1). Mobile ALOHA - proposes a system that learns bimanual mobile manipulation with low-cost whole-body teleoperation; it first collects high-quality demonstrations and then performs supervised behavior cloning; finds that co-training with existing ALOHA datasets increases performance on complex mobile manipulation tasks such as sauteing and serving a piece of shrimp, opening a two-door wall cabinet to store heavy cooking pots while keeping the budget under $32K. (paper | tweet)
2). Mitigating Hallucination in LLMs - summarizes 32 techniques to mitigate hallucination in LLMs; introduces a taxonomy categorizing methods like RAG, Knowledge Retrieval, CoVe, and more; provides tips on how to apply these methods and highlights the challenges and limitations inherent in them. (paper | tweet)
3). Self-Play Fine-tuning - shows that without acquiring additional human-annotated data, a supervised fine-tuned LLM can be improved; inspired by self-play, it first uses the LLM to generate its training data from its previous iterations; it then refines its policy by distinguishing the self-generated responses from those obtained from human-annotated data; shows that the method can improve LLM’s performance and outperform models trained via DPO with GPT-4 preference data. (paper | tweet)

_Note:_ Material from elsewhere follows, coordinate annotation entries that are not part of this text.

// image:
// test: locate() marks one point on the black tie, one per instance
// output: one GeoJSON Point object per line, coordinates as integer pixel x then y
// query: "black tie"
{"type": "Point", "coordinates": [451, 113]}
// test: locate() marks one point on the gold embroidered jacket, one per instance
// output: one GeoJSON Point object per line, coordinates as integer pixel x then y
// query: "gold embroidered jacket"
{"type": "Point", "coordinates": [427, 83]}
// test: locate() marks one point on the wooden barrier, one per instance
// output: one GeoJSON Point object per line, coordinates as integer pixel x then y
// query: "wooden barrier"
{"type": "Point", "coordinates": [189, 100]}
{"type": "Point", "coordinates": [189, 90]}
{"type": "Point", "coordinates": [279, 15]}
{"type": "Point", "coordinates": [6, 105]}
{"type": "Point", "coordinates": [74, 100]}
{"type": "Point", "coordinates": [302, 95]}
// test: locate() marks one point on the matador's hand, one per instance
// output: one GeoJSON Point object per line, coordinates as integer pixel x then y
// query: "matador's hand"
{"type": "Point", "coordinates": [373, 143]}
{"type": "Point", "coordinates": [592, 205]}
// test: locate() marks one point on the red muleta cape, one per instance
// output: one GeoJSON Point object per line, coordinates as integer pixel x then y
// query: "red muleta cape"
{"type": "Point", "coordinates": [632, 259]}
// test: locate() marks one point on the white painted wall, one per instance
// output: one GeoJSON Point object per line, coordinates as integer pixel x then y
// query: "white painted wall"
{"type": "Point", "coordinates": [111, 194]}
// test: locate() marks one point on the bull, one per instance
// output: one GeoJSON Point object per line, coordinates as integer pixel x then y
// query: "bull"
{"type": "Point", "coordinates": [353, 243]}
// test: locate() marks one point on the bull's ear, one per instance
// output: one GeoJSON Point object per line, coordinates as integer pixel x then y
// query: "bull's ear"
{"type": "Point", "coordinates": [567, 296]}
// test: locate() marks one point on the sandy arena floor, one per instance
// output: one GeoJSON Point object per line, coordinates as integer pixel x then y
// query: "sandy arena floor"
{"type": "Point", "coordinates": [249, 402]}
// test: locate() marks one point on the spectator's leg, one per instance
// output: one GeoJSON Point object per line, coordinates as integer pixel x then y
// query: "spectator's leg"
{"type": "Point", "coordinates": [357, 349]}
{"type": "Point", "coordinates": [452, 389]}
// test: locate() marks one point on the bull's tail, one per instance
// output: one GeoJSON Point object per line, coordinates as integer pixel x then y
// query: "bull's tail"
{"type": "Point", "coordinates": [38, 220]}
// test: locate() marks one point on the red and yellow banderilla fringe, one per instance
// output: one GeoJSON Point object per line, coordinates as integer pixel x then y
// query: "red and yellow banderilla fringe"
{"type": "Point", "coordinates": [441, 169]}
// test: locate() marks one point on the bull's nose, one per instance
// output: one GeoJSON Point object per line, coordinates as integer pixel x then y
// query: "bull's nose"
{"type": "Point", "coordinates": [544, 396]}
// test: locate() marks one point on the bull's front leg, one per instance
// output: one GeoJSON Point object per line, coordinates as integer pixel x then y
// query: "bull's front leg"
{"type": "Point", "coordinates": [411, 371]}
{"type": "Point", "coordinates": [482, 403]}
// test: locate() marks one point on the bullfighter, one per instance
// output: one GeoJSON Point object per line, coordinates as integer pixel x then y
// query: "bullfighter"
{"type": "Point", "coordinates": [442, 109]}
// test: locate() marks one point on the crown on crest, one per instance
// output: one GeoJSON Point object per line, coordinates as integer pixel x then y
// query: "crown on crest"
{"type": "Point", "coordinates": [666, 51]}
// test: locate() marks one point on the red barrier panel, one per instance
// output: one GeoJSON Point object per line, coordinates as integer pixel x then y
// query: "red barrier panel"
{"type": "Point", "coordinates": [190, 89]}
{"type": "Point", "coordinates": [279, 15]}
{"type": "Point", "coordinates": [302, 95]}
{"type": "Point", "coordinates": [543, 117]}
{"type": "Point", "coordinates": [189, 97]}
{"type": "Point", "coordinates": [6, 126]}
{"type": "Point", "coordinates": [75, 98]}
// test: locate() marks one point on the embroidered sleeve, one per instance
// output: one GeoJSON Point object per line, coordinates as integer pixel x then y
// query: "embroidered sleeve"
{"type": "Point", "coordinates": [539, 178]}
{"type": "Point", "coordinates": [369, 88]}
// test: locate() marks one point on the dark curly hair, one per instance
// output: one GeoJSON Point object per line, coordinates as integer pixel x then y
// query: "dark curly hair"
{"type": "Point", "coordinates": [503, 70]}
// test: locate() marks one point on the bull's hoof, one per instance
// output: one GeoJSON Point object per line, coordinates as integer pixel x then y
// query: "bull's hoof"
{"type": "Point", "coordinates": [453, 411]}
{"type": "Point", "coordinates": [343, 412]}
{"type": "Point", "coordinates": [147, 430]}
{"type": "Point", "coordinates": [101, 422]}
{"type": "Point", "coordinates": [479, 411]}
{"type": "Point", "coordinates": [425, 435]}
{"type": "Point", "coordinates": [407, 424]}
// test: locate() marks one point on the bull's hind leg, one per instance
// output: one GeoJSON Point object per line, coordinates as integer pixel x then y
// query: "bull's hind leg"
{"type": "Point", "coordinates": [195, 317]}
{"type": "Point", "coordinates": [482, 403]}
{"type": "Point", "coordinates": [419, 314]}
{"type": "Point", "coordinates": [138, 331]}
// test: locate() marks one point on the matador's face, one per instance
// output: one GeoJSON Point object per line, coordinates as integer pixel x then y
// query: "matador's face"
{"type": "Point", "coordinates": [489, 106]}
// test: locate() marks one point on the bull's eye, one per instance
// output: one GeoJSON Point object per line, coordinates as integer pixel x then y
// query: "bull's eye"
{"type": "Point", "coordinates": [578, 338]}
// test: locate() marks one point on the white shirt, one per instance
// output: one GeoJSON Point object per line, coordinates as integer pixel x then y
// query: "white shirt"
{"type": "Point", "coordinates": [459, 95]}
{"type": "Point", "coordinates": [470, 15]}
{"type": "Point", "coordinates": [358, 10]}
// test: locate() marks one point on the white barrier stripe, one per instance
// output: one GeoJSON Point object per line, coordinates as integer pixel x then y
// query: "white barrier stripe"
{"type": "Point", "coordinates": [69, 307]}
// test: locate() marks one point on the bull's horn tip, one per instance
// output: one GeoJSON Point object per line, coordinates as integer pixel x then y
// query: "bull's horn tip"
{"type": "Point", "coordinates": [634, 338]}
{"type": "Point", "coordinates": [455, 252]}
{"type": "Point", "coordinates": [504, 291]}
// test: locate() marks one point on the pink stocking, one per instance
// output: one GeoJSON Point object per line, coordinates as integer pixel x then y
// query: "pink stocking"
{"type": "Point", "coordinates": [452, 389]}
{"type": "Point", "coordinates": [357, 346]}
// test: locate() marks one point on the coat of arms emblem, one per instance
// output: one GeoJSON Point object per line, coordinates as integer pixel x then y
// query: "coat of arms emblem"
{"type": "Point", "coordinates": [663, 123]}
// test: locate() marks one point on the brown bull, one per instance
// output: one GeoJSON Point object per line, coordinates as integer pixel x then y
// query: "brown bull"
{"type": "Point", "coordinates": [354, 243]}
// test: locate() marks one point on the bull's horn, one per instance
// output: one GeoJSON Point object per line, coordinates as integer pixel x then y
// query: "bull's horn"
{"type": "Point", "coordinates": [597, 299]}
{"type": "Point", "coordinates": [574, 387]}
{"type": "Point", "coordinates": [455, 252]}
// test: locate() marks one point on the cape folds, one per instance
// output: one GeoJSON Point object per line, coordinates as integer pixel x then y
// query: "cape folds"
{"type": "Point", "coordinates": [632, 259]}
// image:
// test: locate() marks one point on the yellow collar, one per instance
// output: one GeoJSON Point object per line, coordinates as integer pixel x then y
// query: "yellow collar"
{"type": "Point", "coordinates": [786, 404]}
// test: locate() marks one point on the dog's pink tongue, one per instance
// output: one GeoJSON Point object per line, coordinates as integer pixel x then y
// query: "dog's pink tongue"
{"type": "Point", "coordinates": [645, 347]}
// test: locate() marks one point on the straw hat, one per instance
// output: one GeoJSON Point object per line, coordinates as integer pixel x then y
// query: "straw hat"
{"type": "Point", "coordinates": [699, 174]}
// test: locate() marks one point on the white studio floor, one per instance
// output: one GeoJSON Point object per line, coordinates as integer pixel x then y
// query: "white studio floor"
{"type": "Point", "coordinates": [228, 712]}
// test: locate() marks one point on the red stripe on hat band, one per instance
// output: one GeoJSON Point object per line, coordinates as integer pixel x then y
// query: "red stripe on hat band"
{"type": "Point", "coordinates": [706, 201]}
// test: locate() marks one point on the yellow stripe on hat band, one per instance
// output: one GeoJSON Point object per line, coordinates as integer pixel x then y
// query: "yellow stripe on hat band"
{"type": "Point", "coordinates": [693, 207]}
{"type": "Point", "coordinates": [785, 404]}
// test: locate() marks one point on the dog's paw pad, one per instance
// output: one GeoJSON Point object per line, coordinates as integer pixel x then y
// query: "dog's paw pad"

4). LLaMA Pro - proposes a post-pretraining method to improve an LLM’s knowledge without catastrophic forgetting; it achieves this by tuning expanded identity blocks using only new corpus while freezing the inherited blocks; uses math and code data to train a LLaMA Pro-8.3B initialized from Llama2-7B; these models achieve advanced performance on various benchmarks compared to base models while preserving the original general capabilities. (paper | tweet)
5). LLM Augmented LLMs - explore composing existing foundation models with specific models to expand capabilities; introduce cross-attention between models to compose representations that enable new capabilities; as an example, a PaLM2-S model was augmented with a smaller model trained on low-resource languages to improve English translation and arithmetic reasoning for low-resource languages; this was also done with a code-specific model which led to a 40% improvement over the base code model on code generation and explanation tasks. (paper | tweet)
6). Fast Inference of Mixture-of-Experts - achieves efficient inference of Mixtral-8x7B models through offloading; it applies separate quantization for attention layers and experts to fit the model in combined GPU and CPU memory; designs a MoE-specific offloading strategy that enables running Mixtral-8x7B on desktop hardware and free-tier Google Colab instances. (paper | tweet)
7). GPT-4V is a Generalist Web Agent - explores the potential of GPT-4V as a generalist web agent; in particular, can such a model follow natural language instructions to complete tasks on a website? the authors first developed a tool to enable web agents to run on live websites; findings suggest that GPT-4V can complete 50% of tasks on live websites, possible through manual grounding of its textual plans into actions on the websites. (paper | tweet)
8). DocLLM - a lightweight extension to traditional LLMs for reasoning over visual documents; focuses on using bounding box information to incorporate spatial layout structure; proposes a pre-training objective that addresses irregular layout and heterogeneous content present in visual documents; it’s then fine-tuned on an instruction-dataset and demonstrate SoTA performance on 14 out of 16 datasets across several document intelligence tasks. (paper | tweet)
9). How Code Empowers LLMs - a comprehensive overview of the benefits of training LLMs with code-specific data. Some capabilities include enhanced code generation, enabling reasoning, function calling, automated self-improvements, and serving intelligent agents. (paper | tweet)
10). Instruct-Imagen - proposes an image generation model that tackles heterogeneous image generation tasks and generalizes across unseen tasks; it first enhances the model’s ability to ground its generation on external multimodal context and then fine-tunes on image generation tasks with multimodal instructions. (paper | tweet)
> 3). Self-Play Fine-tuning
It sounds like GAN instead Self-Play to me.